Where PROGRAM-ID is the ID of your program.

Run the program until you hit that breakpoint.

Note: Every program, except for the initial one, always executes address ".0" as its first step, so this is a reliable way to break at the beginning of a program.

Now you can look up the event type by locating the acugui.def COPY file. This is normally be included in the program, so you can just use the ft acugui.def command. From here you can scan or search for the event type number, for example, f 16413 leads to the line that corresponds to Msg-Tv-Expanding, which shows you the name of the event type.

To find the Event Procedure, you can use the command w followed by the address {c}. This centers the screen at the start of the Event Procedure. For example, if the reported address is .0001A9, you can simply type w .1a9.

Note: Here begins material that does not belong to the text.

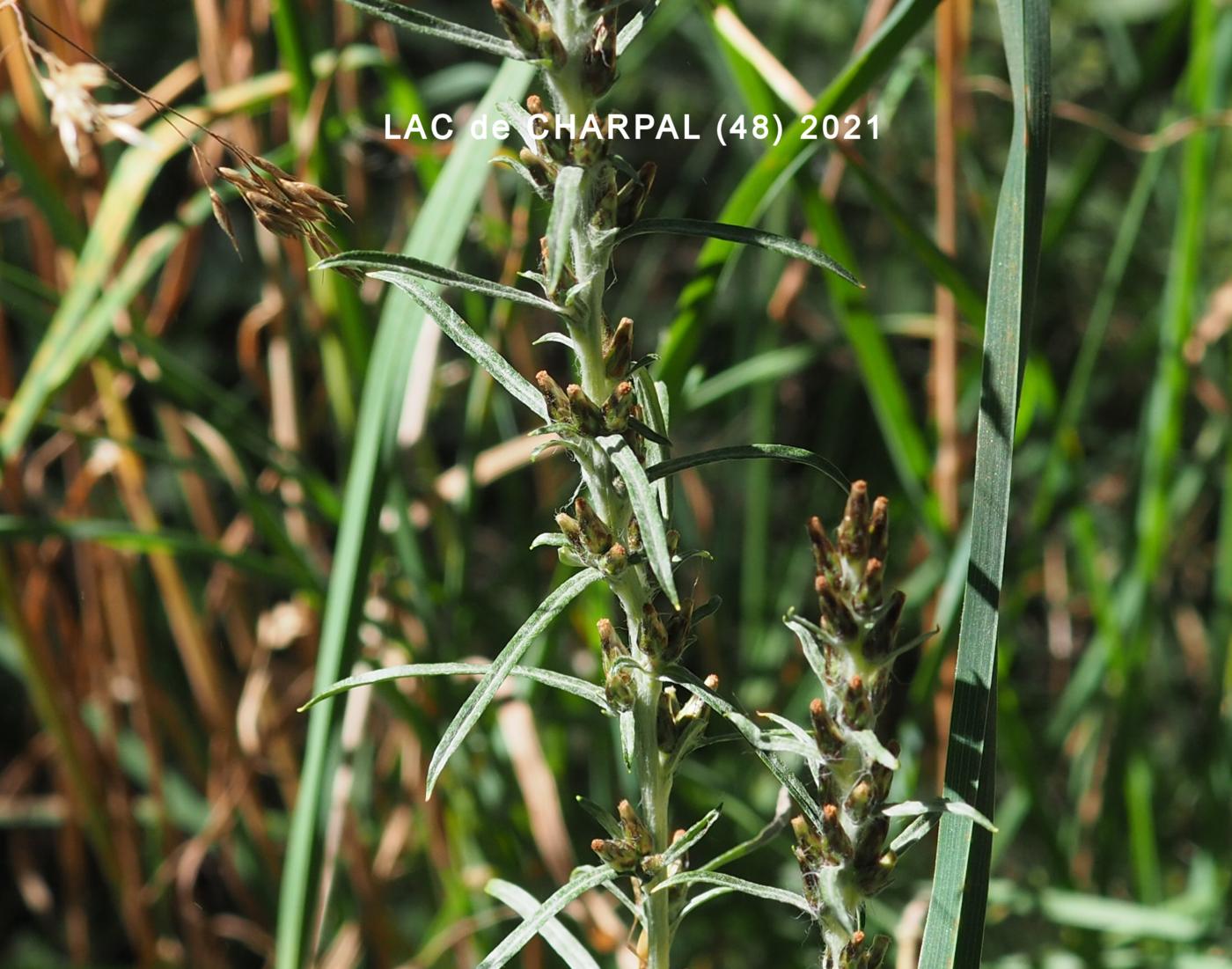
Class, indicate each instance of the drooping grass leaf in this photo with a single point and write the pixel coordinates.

From this point you can set further breakpoints and perform normal debugging, though often it is simply adequate to read the Event Procedure to see what it is doing.

For more information on using the built-in run-time debugger, see Run-Time Debugger.

What to look for
You are looking for an explanation as to why the Event Procedure took as long to run as it did. At this point, some judgement is required. Some cases are legitimate, and some are problematic.
Legitimate cases
When the long-running code must execute before the UI can continue, this is a legitimate case. The following are examples of legitimate cases:
  • The control needs a SORT of a large amount of data in direct response to the event.
  • The user must enter a password to continue.
  • Something occurred to cause a message box to pop-up and the user is slow to respond. Maybe they went to lunch?
  • The control launches a lookup search and needs the response to continue. This is fine providing the search is modal, meaning that you can't use the rest of the UI until the search box is closed.

Basically, any case where the control itself needs the results of the Event Procedure is legitimate, providing the remainder of the UI is kept inert. Subsidiary controls such as password boxes, search boxes, and message boxes can run, but you should avoid this when the rest of the screen is being kept alive during the Event Procedure.

Problematic cases
Problematic cases are most often embedded CALL or PERFORM statements that lead to a parallel use of the full UI. For example, something that spawns a window containing a copy of the current UI or leads to the full application menu. These are trouble because the application lives on under the current event without letting the event ever finish. They can be hard to spot, for example, if the CALL statement is to some general handler that serves multiple functions, one of which is to spawn a parallel run of the application.
Remedies
After examination, you may decide that you want to restructure the Event Procedure to reduce its long run time. Here are a couple of easy ways to do that.
Using threads
Quite often, the easiest thing to do is to create a thread to run the long procedure. This can be something as simple as replacing CALL procedure with CALL THREAD procedure. Alternatively you can do something like this:
PERFORM THREAD
    <long-running code>
END-PERFORM

Starting a new thread to handle the long-running code allows the Event Procedure itself to finish quickly, and allows control to return to the UI while the long-running code runs in parallel. This remedy is usually appropriate as long as the control generating the event does not directly rely on the information returned by the Event Procedure.

Using exceptions
Another approach is to turn the long-running code into an Exception Procedure and then use the Event Procedure to generate an exception instead of executing the code directly. This works because Exception Procedures are not run as children of an ACCEPT, but instead are run as siblings. The flow of control is that the Exception Procedure flags that it wants an exception to occur and then returns to the UI, which then returns to the runtime with an exception.

To generate an exception, you can use the EVENT-ACTION field of the EVENT-STATUS item defined in crtvars.def. By setting this to EVENT-ACTION-TERMINATE in the Event Procedure, the UI terminates with a CRT STATUS value of W-EVENT, generating an exception state.